Professor Raja Jurdak is a Professor of Distributed Systems and Chair in Applied Data Sciences at Queensland University of Technology, where is Director of the Trusted Networks Lab. His work on the Disease Networks and Mobility (DiNeMo) Project explores how human infectious disease found overseas might spread in Australia and overseas due to the movement of people, and how this spread can be predicted. His main research interest is around dynamic network modelling. Networks and network science provide powerful representation of physical and logical relationships to gain insights into a broad range of systems, from communication and cyber-physical systems and Internet of Things to individual and entity relationship networks and interactions to guide value-creating decisions.
Associate Professor Dan Nicolau is a QUT mathematician, physician and an Australian Research Council Future Fellow. He and his team are collaborating with colleagues at the University of Oxford on a UK clinical trial to test common asthma inhalers as a treatment for COVID-19 infection.

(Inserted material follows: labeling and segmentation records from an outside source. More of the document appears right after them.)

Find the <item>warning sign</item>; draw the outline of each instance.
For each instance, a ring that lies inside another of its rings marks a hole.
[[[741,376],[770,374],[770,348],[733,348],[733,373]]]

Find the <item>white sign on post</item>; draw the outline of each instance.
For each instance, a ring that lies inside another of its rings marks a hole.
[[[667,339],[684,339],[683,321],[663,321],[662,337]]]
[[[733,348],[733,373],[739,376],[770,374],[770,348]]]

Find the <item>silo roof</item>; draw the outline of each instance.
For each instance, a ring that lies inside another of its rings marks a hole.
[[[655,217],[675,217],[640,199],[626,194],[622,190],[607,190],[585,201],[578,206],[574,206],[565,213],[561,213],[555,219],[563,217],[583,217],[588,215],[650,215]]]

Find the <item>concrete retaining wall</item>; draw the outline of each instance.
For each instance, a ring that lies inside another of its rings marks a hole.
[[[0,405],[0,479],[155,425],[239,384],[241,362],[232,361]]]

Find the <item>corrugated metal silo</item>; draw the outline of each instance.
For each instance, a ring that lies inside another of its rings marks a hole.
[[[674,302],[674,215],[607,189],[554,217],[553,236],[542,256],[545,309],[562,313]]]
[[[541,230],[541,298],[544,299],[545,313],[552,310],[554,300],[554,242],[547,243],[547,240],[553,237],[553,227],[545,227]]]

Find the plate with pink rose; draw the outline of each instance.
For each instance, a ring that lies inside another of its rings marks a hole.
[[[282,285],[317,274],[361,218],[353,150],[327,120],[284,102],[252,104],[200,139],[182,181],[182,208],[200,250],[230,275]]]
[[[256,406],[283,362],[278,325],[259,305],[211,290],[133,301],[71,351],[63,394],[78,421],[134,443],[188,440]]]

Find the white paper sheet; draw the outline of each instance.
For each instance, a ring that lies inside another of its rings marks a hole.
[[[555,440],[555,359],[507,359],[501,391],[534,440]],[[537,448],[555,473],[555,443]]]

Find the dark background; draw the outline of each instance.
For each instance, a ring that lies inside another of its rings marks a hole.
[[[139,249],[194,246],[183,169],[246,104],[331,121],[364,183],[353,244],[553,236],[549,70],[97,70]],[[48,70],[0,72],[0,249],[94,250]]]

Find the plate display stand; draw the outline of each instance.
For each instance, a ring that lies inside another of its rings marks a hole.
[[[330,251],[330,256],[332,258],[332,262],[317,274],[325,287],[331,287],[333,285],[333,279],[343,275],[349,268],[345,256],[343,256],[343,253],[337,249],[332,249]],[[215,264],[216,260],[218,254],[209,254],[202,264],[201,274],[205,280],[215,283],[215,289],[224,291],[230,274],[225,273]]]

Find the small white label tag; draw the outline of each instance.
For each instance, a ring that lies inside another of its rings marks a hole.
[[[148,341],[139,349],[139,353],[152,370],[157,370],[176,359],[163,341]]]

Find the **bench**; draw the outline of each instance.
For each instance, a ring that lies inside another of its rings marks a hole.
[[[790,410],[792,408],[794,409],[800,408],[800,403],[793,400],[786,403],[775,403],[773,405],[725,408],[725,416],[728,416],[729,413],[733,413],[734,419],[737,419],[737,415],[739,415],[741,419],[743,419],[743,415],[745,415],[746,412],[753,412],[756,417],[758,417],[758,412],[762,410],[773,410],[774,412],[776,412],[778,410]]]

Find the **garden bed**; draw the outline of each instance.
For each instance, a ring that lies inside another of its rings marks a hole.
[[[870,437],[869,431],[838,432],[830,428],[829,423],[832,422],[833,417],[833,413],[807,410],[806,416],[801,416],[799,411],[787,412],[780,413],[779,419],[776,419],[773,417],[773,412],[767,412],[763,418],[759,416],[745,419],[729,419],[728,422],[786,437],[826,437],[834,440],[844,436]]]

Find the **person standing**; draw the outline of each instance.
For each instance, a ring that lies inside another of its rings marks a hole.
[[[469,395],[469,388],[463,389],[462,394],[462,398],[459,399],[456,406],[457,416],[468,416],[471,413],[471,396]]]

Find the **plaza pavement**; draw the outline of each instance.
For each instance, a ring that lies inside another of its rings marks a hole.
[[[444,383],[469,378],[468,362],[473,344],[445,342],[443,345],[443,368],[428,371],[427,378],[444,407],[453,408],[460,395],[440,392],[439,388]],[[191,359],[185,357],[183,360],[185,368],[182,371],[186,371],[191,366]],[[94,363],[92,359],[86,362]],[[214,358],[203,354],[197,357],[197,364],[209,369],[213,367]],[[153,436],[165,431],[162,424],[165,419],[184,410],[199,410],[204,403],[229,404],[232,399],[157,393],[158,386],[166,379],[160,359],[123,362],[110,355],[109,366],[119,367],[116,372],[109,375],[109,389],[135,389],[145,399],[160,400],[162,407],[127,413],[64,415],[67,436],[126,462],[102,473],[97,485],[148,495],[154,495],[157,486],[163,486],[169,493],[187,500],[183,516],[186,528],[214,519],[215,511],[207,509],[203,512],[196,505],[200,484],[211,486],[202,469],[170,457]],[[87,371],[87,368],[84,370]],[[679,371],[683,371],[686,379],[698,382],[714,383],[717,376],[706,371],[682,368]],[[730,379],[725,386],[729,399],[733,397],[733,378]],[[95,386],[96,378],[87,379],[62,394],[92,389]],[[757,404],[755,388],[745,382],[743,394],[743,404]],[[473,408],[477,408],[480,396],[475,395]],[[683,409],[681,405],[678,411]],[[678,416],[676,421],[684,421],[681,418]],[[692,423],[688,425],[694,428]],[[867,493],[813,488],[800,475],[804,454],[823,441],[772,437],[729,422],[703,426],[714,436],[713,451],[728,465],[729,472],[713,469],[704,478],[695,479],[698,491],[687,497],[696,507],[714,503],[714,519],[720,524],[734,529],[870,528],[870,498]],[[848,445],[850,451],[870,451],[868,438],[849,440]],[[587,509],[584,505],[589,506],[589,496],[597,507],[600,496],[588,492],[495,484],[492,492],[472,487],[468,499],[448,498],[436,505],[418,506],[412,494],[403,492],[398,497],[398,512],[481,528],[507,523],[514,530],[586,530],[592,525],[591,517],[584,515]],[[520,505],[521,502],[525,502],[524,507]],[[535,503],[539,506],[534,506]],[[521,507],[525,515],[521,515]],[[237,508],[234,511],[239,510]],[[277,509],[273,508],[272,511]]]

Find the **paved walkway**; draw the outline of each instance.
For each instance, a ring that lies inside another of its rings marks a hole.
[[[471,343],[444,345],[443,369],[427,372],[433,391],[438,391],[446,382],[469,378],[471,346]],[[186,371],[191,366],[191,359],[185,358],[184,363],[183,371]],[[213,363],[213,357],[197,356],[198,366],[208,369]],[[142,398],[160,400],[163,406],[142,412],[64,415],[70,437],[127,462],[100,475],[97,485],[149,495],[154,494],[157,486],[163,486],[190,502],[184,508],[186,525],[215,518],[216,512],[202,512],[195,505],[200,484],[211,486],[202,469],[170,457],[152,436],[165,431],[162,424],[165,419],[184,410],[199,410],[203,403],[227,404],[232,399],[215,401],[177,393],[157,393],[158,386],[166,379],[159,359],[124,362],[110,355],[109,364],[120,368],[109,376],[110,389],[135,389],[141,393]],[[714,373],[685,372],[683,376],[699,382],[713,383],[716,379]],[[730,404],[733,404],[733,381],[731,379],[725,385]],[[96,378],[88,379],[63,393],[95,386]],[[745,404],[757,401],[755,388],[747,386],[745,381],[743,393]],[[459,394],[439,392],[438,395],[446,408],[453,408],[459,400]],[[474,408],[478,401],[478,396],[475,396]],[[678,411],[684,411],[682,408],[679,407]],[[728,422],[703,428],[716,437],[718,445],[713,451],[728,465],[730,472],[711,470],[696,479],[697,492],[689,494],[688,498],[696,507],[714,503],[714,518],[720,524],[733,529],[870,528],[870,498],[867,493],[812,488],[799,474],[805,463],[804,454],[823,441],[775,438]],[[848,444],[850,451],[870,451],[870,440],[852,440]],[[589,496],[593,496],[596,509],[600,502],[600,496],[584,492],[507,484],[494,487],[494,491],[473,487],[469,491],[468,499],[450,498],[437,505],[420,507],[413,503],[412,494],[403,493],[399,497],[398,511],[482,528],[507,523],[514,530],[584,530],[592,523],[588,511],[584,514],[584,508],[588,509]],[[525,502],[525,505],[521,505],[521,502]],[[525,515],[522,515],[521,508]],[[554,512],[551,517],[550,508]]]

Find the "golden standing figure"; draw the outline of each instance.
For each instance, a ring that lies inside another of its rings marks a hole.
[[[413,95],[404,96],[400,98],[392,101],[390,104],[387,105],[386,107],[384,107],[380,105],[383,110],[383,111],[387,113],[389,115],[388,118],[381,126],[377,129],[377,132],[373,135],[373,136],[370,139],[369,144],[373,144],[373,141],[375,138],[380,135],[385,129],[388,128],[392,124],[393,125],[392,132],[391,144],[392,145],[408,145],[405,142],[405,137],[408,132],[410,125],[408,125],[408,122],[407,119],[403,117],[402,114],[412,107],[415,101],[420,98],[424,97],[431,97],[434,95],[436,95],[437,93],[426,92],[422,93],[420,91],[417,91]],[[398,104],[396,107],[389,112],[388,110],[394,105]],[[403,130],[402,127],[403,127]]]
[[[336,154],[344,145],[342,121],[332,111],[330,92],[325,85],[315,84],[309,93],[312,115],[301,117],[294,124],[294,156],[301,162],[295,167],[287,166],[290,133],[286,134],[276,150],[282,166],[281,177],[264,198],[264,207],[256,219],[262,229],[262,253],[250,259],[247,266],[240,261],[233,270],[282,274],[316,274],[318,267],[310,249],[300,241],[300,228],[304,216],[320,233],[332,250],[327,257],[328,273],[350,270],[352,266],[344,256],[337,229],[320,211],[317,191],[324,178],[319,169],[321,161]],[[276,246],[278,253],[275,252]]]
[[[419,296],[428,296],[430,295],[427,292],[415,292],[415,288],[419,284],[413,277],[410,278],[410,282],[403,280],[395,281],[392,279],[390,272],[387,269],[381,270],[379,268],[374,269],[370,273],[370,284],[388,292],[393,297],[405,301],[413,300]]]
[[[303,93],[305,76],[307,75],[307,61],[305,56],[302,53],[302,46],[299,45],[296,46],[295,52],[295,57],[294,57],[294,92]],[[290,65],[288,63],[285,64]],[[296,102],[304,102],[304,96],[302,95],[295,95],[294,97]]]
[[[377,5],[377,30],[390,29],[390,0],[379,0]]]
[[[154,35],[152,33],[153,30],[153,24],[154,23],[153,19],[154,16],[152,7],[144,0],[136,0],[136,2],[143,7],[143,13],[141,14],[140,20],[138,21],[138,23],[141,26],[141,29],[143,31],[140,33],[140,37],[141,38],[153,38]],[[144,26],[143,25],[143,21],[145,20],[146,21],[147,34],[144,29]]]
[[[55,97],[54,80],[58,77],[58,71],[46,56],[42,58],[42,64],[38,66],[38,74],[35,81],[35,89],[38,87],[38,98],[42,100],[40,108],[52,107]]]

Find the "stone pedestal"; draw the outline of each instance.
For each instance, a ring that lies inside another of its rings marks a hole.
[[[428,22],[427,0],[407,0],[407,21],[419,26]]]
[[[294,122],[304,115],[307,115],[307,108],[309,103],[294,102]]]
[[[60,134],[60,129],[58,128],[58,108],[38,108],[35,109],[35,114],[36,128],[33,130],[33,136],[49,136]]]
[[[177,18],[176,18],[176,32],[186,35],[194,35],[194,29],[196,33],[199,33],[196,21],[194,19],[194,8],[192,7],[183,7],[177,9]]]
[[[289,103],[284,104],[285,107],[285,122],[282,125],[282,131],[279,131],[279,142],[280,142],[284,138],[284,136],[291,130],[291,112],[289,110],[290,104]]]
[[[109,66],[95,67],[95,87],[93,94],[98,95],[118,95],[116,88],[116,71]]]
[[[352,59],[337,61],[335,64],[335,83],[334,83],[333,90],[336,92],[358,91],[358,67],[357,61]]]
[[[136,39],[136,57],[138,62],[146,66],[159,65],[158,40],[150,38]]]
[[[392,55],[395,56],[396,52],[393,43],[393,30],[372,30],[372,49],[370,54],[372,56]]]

Dr Adrianne Jenner research focuses on the applications of mathematical modelling in medicine. This includes the use of deterministic and stochastic modelling to answer important questions in medicine. For the most part, her research has been in developing mathematical models, closely calibrated to data, that help to understand cancer formation and treatment. This includes (but is not limited to) oncolytic virotherapy and immunotherapy. More recently, she has been involved in developing systemic and tissue level models of the immune response to SARS-CoV-2 with the goal of understanding the distinction between severe and mild disease responses
Professor Kerrie Mengersen is the Director of the QUT Centre for Data Science, Fellow of the Queensland Academy of Arts and Sciences, and Deputy Director of the ARC Centre of Excellence for Mathematical and Statistical Frontiers. She is acknowledged to be one of the leading researchers in her discipline. She uses and develops new statistical and computational methods that can help to solve complex problems in the real work. She works with a diverse range of people doing outstanding things in many different areas, and making the best use of data to make better decisions
This webinar series is brought to you by the QUT Centre for Data Science and the Queensland Academy of Arts and Science.